Here’s the thing about Mets fans: They’re in a cockpit hurtling toward Earth, and something has gone wrong. The thermotriglycerin reactor; the bugle transmitter. I don’t know. But the lights are flashing, the Thor siren is wailing, and manager Terry Collins’s face keeps flickering ominously behind a podium. It’s loud, basically, so when the radio crackles in to say, EARTH TO METS! EARTH TO METS! DO YOU READ ME? they probably won’t respond. They’ll be watching the glob of pure Reyes antimatter that escaped from the lab shoot through the air, while they hold onto the Céspedes ducts for dear life and hope nothing falls apart.

But guys. You guys. Jeurys Familia is great! Do you copy? Over.

It’s all very Mets, this kind of doing well (it’s only July, but their 50–43 record leaves them one game out of the second NL wild-card spot, and Baseball Prospectus gives them a 46.3 percent chance to make the playoffs) in the midst of a parade of catastrophes. Yoenis Céspedes is reliably dominant … but Noah Syndergaard might be seriously hurt. Syndergaard could be fine … but Matt Harvey has thoracic outlet syndrome and is out for the season, and maybe beyond. Juan Lagares is suddenly formidable and Curtis Granderson is on a hot streak … but José Reyes has returned to present us all with new, ugly moral dilemmas. Would success in Flushing even be success if it didn’t come with white knuckles? Did you hear a bang, or was that just me? Has anyone seen Alfred?
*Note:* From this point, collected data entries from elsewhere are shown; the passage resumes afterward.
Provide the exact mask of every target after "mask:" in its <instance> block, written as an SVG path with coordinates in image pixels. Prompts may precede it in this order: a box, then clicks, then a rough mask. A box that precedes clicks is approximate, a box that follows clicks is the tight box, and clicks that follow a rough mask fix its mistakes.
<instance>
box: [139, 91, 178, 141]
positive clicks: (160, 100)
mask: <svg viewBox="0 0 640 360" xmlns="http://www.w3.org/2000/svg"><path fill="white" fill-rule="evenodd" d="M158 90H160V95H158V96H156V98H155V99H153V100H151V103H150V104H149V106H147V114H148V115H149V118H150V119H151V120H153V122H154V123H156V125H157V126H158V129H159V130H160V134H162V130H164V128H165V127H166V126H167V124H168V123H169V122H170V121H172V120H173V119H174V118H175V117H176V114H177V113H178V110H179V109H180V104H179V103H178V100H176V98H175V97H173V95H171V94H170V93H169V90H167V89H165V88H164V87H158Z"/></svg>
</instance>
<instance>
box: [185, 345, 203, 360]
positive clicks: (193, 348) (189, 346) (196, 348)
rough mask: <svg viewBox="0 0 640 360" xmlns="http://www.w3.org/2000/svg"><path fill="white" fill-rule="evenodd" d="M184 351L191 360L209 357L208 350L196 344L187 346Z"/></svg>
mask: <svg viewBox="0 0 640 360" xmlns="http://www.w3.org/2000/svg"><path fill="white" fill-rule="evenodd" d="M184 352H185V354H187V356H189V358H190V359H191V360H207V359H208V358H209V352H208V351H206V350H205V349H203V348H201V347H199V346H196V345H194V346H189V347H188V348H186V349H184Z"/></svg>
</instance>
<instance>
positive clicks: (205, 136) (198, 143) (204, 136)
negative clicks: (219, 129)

So, let’s all take a second to rejoice at one of the few things in the Mets universe that is undeniably great and miraculously trusty: the incredible work of closer Jeurys Familia. On Tuesday night he did it again, escaping from a bases-loaded, ninth-inning jam — by inducing a double play — the same thing he did three weeks ago, also against the Cubs. He drew the double play from no less than Kris Bryant, who this season had grounded into a double play exactly once before that at-bat. I know the oxygen is running out, but can we get one of these, please?

Familia, 26, is the best closer in baseball. He is 33-for-33 in save opportunities this season; the streak stretches to 49–49! — if extended to the 2015 regular season, tying John Axford’s 2011–12 run for the fourth-longest streak in MLB history. Familia’s last blown save in the regular season came nearly a calendar year ago; his ERA in 44.1 innings now sits at 2.44. There’s been much ado nationally about Mets pitchers over the past two years, but little for the stalwart bookending games with mesmerizing sinkers.

Hold on tight, Mets fans: The team is in good hands. Unless it breaks up entering the atmosphere. You never know with the Mets.